This disclosure pertains to method for fabricating high quality optical lenses by curing liquid PDMS droplets on a pre-heated smooth surface.
Lenses are traditionally constructed with rigid materials such as glass or plastics by mechanical polishing or injection molding. High optical quality lens surface requires well-controlled fabrication parameters which increases complexity and reduces yield. Current demands for complementary metal-oxide semiconductor (CMOS) image sensors have resulted in the increase in fabricating small lenses ranging from 1 mm to 1 cm in diameter. In addition, emerging applications of flexible optoelectronics demand mechanically flexible lens materials. Fluidic lenses in particular is a simple method of creating small lenses of high quality without the requirement of molds or complex parameter control. However, an encapsulated fluidic lens requires a system to provide mechanical stability, and prevent evaporation. In contrast, lens formation due to surface energy minimization during polymer curing has provided an alternative method for making high quality, low-cost “fluidic” lenses that are independent components, flexible and robust.

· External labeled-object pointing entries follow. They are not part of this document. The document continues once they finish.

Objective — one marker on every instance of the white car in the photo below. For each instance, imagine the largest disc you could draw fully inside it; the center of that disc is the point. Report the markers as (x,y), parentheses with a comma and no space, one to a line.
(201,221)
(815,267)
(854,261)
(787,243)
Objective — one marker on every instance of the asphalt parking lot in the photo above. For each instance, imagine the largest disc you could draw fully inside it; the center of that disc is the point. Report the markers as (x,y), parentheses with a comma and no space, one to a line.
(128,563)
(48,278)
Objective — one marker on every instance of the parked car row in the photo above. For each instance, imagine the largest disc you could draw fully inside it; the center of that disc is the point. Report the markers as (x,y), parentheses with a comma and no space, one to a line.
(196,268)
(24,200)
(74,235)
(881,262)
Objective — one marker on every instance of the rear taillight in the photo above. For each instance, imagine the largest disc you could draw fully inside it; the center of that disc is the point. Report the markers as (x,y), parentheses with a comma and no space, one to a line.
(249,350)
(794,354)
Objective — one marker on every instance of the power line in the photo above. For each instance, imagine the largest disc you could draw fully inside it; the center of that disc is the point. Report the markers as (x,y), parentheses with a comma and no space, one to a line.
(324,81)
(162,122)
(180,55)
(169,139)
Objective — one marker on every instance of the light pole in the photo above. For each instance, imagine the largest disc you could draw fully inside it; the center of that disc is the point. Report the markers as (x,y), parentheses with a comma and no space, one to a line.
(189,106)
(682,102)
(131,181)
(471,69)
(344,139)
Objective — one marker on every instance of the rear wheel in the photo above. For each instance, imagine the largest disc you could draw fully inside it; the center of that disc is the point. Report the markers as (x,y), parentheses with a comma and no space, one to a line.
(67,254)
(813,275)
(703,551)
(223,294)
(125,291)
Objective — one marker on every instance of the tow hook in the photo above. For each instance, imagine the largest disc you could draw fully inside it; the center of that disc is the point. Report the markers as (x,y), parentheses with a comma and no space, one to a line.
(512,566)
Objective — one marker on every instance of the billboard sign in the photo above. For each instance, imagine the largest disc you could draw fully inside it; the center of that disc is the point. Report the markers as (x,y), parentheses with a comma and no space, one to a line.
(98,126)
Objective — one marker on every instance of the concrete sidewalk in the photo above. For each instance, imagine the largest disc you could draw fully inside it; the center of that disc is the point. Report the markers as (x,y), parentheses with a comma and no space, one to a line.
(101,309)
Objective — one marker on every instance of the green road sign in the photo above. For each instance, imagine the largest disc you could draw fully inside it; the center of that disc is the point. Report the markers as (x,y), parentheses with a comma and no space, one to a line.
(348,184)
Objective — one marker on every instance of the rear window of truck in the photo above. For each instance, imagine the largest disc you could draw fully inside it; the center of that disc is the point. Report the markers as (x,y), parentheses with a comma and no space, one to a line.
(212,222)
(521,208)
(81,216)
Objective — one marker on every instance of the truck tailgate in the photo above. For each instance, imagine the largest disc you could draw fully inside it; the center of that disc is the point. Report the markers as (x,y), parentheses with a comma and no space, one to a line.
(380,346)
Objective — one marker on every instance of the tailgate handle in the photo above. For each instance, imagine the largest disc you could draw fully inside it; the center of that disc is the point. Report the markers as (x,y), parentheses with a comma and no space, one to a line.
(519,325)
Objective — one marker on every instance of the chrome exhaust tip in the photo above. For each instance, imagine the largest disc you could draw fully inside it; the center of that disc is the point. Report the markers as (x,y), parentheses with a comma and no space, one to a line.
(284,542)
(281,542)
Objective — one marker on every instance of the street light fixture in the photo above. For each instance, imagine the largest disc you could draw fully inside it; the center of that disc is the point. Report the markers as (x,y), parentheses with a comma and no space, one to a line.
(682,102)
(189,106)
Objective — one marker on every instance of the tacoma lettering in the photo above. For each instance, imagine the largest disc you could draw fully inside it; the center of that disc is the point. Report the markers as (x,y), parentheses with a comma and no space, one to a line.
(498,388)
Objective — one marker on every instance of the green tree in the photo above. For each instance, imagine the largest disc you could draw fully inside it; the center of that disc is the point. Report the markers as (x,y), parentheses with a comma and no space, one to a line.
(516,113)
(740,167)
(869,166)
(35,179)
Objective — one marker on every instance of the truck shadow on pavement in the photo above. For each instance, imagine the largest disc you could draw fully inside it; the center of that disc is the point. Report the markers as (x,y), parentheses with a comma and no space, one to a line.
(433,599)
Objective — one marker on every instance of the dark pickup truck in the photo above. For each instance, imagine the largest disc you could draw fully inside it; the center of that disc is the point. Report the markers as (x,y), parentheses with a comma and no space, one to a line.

Polymers have been generally utilized as a lens material by three categories of fabrication techniques: 1) lithographic methods, 2) surface-tension-driven methods, and 3) imprinting or embossing methods. These approaches demonstrate the feasibility of creating lenses with good optical characteristics and reproducibility; however, these techniques involve either time-consuming fabrication procedures typically measured in hours, or have high costs due to lithographic or molding equipment required, and generally limit the size of the lens to the micrometer scale. A recently introduced alternative method of creating a lens by droplet formation requires iterative drop-bake cycles to achieve a desired focal length. What is needed is a method for the production of high quality, inexpensive lenses with optimal focal length that requires minimal steps and is low cost.